Familie
Lukas von Thun war der älteste Sohn Anton Maria II., genannt „Potens“ und dessen zweiter Frau Genoveva Freiin von Wolkenstein-Rodenegg , einer Enkelin des Minnesängers Oswald von Wolkenstein (1377-1445). Aus Antons erster Ehe mit Helene von Tumbritz stammen vier Kinder, darunter der älteste Sohn Martin von Thun , Hauptmann von Königsberg und Feltre und Pfleger auf Burg Fragenstein, und Kaspar von Thun , kaiserlicher Hauptmann auf Burg Heinfels.
Lukas Mutter Genoveva schenkte Anton 15 Kinder, darunter zehn Söhne. Einige davon haben sich besonders hervorgetan, wie etwa Sigmund von Thun , kaiserlicher Orator beim Konzil zu Trient und enger kaiserlicher Vertrauter. Weiters zu nennen sind Jakob von Thun , Gründer der ersten Linie Caldes, und Johann Cyprian , Gründer der zweiten Hauptlinie von Castel Brughier.
Am 27. September 1517 heiratete Lukas Barbara Botsch von Zwingenberg auf Castelfondo. Ihrer Ehe entstammten acht Kinder, fünf Söhne (einer, Johann Mathias Balthasar , genannt Balthasar starb bereits im Alter von fünf Jahren[2]) und drei Töchter. Anton , der älteste (überlebende) Sohn, zeichnete sich als Page von Maximilian II. aus, sein jüngerer Bruder Simon hingegen schlug die geistliche Laufbahn ein und konnte bis zum Domdekan von Trient aufsteigen. Auch war er Domherr in Salzburg und Brixen ab dem Jahr 1562. Des Weiteren unter den Söhnen Lukas von Thun ist Philipp zu nennen, welcher Oberküchenmeister und Kämmerer Maximilians II. und Rudolphs II. war und im Jahr 1600 auf Castel Thun starb.[3] Die Stammesfolge, welche die heute noch lebende Linie von Castel Thun fortleben ließ, konnte jedoch unter den zahlreichen Kindern nur Lukas jüngster Sohn, Viktor , fortsetzen.

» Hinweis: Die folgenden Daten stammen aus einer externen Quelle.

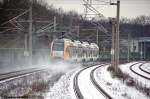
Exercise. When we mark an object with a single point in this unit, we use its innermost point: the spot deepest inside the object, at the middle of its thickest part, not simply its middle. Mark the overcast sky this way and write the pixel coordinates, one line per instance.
(129, 8)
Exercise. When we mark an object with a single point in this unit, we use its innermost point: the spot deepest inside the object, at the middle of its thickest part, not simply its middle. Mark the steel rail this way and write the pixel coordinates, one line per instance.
(99, 88)
(13, 75)
(131, 68)
(76, 88)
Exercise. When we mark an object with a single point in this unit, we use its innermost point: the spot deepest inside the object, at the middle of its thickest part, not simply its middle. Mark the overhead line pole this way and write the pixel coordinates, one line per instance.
(117, 35)
(30, 33)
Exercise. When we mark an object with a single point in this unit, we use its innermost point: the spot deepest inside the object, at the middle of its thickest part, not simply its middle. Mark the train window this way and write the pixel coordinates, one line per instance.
(58, 46)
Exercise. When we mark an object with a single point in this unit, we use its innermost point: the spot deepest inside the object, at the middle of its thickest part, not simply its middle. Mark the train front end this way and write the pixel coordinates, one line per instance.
(57, 50)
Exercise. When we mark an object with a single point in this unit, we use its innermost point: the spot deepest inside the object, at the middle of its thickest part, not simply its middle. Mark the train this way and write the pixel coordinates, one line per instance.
(73, 51)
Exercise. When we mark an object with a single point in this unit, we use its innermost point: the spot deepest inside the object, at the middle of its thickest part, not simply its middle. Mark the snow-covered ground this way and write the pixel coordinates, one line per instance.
(88, 90)
(115, 87)
(139, 79)
(63, 88)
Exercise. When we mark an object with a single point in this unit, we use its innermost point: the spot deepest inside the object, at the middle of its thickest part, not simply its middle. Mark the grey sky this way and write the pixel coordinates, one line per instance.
(129, 8)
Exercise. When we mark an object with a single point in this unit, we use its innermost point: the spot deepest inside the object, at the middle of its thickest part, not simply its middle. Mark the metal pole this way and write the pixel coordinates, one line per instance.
(113, 50)
(117, 36)
(30, 33)
(54, 23)
(128, 59)
(78, 32)
(97, 37)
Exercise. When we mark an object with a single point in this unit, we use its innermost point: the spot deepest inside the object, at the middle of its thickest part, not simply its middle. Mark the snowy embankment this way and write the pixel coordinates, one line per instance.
(117, 88)
(144, 82)
(61, 89)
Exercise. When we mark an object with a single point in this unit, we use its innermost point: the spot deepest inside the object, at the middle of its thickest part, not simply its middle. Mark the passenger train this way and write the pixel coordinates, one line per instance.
(73, 51)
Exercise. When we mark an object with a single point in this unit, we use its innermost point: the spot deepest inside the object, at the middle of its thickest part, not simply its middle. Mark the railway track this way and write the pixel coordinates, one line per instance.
(77, 90)
(16, 74)
(103, 92)
(140, 67)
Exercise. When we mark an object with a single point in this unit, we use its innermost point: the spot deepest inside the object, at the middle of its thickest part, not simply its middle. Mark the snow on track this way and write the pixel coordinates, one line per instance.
(116, 88)
(126, 69)
(86, 87)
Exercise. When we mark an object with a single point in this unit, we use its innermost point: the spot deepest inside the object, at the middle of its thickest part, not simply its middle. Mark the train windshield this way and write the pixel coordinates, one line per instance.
(58, 46)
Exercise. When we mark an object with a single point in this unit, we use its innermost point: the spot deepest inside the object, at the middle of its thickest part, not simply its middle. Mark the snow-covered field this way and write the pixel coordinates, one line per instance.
(116, 87)
(57, 83)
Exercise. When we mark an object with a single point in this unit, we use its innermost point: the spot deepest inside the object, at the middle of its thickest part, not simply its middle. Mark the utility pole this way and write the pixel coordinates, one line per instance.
(128, 58)
(117, 35)
(54, 23)
(113, 49)
(97, 37)
(78, 32)
(30, 33)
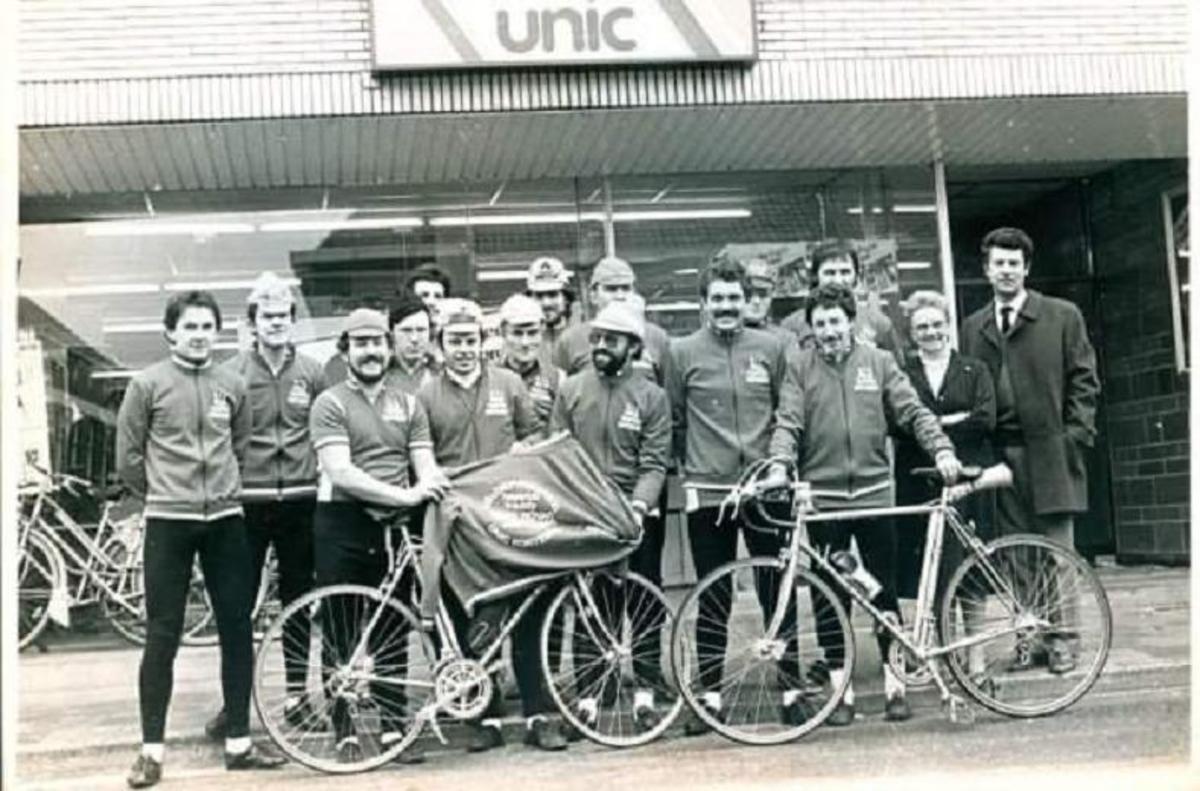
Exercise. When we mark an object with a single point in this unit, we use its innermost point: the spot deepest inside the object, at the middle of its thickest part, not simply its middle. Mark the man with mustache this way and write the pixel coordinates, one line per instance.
(624, 424)
(370, 441)
(547, 283)
(839, 400)
(525, 354)
(280, 474)
(477, 412)
(724, 389)
(181, 436)
(837, 262)
(1047, 388)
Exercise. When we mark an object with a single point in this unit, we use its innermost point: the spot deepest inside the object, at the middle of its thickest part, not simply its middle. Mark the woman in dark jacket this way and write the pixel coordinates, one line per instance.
(958, 389)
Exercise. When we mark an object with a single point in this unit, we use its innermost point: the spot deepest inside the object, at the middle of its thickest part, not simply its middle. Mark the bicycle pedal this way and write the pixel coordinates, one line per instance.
(959, 711)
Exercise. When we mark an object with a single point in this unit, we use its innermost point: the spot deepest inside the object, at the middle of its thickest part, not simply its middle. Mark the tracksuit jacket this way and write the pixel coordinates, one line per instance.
(624, 424)
(724, 390)
(280, 459)
(834, 418)
(181, 436)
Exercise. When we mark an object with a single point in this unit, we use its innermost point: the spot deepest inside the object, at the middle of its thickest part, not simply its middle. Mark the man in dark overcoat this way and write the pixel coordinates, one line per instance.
(1047, 388)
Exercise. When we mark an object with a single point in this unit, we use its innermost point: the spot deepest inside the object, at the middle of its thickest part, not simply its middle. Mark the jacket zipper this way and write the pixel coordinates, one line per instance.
(845, 415)
(199, 433)
(737, 423)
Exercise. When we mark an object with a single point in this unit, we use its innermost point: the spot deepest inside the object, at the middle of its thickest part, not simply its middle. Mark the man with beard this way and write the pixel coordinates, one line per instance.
(546, 283)
(612, 281)
(413, 363)
(525, 354)
(478, 412)
(181, 436)
(280, 473)
(838, 403)
(623, 421)
(724, 390)
(370, 439)
(837, 262)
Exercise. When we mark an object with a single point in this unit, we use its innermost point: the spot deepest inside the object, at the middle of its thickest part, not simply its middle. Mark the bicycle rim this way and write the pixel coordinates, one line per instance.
(1062, 618)
(353, 684)
(773, 689)
(604, 664)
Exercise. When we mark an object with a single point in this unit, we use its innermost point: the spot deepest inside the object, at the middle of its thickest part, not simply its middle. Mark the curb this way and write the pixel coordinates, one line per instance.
(868, 702)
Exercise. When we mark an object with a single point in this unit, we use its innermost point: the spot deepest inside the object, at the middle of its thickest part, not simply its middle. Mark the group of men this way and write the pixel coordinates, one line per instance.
(273, 449)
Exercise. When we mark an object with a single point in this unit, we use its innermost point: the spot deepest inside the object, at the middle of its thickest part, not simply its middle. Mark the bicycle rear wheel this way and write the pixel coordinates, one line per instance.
(1050, 618)
(604, 664)
(772, 688)
(40, 573)
(323, 682)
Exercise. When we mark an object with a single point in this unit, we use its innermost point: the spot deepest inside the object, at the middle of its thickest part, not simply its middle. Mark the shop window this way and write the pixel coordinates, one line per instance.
(1175, 228)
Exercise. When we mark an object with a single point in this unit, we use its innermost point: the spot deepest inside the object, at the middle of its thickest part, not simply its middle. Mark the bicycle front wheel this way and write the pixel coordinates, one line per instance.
(751, 682)
(1049, 623)
(601, 653)
(343, 678)
(40, 574)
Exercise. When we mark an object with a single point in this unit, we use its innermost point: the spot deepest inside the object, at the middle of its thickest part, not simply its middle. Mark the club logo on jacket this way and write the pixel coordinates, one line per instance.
(757, 372)
(864, 381)
(630, 419)
(393, 409)
(497, 405)
(522, 511)
(298, 396)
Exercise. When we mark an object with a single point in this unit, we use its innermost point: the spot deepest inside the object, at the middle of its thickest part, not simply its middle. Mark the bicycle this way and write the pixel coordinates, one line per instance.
(376, 672)
(64, 564)
(1005, 600)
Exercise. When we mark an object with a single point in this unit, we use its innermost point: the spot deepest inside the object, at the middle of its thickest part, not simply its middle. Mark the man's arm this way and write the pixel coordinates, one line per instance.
(785, 438)
(1081, 385)
(654, 451)
(910, 414)
(132, 429)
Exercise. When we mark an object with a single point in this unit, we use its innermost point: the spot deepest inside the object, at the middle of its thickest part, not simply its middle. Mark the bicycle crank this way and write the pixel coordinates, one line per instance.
(906, 669)
(462, 688)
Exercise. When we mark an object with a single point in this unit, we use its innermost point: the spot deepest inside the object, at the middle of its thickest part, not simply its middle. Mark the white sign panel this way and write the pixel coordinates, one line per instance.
(465, 34)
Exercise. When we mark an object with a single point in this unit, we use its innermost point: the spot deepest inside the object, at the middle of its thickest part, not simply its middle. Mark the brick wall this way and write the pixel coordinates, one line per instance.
(141, 39)
(1147, 399)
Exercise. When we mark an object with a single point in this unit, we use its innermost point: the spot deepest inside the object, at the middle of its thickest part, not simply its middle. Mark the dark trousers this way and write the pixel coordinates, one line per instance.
(169, 551)
(877, 546)
(287, 526)
(714, 543)
(349, 549)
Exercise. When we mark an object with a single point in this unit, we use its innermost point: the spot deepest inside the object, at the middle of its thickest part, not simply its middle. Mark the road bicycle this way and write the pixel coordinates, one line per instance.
(1023, 623)
(373, 672)
(64, 564)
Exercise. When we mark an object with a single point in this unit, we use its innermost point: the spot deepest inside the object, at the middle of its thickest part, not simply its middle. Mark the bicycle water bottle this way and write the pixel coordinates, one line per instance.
(856, 574)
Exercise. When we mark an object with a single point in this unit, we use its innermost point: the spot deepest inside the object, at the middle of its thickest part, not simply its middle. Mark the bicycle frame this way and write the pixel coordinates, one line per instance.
(919, 643)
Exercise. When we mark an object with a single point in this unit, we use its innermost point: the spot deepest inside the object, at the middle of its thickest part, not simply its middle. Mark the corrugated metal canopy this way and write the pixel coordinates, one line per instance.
(479, 148)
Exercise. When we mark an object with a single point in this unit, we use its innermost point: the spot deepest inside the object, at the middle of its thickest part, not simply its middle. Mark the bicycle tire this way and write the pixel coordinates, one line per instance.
(312, 742)
(40, 574)
(1011, 682)
(618, 675)
(813, 675)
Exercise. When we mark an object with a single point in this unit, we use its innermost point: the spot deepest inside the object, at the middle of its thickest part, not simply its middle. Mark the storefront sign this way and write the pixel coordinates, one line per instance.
(465, 34)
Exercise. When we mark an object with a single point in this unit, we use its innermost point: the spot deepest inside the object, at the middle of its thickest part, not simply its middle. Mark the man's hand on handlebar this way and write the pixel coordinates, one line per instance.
(948, 465)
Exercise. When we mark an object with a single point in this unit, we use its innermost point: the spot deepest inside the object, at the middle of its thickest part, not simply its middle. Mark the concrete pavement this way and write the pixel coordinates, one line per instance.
(84, 699)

Über die Töchter von Lukas weiß man heute nicht mehr viel: lediglich die jüngste Tochter, Dorothea Corona , hinterließ einiges an Quellenmaterial. Sie heiratete Ulrich von Spaur-Valer und in zweiter Ehe Francesco Conte di Manfredi della Val di Noce . Dorothea erscheint in ihrer Korrespondenz als sehr willensstark: sie hatte nach dem Tod ihres ersten Mannes Ulrich von Spaur-Valer Streitigkeiten mit dessen Kindern aus erster Ehe wegen des Erbes, welches sie, unterstützt von ihren Brüdern und Vettern, vehement einforderte.[4]
Leben
Über das Leben des Lukas von Thun ist wenig bekannt. Aus den Quellen geht hervor, dass Lukas’ Vater, Anton Maria II., zeit seines Lebens auf Burg Rocca di Samoclevo in der heutigen Gemeinde Caldes (Val di Sole) verweilte und diese als ständigen Wohnsitz nutzte.[5]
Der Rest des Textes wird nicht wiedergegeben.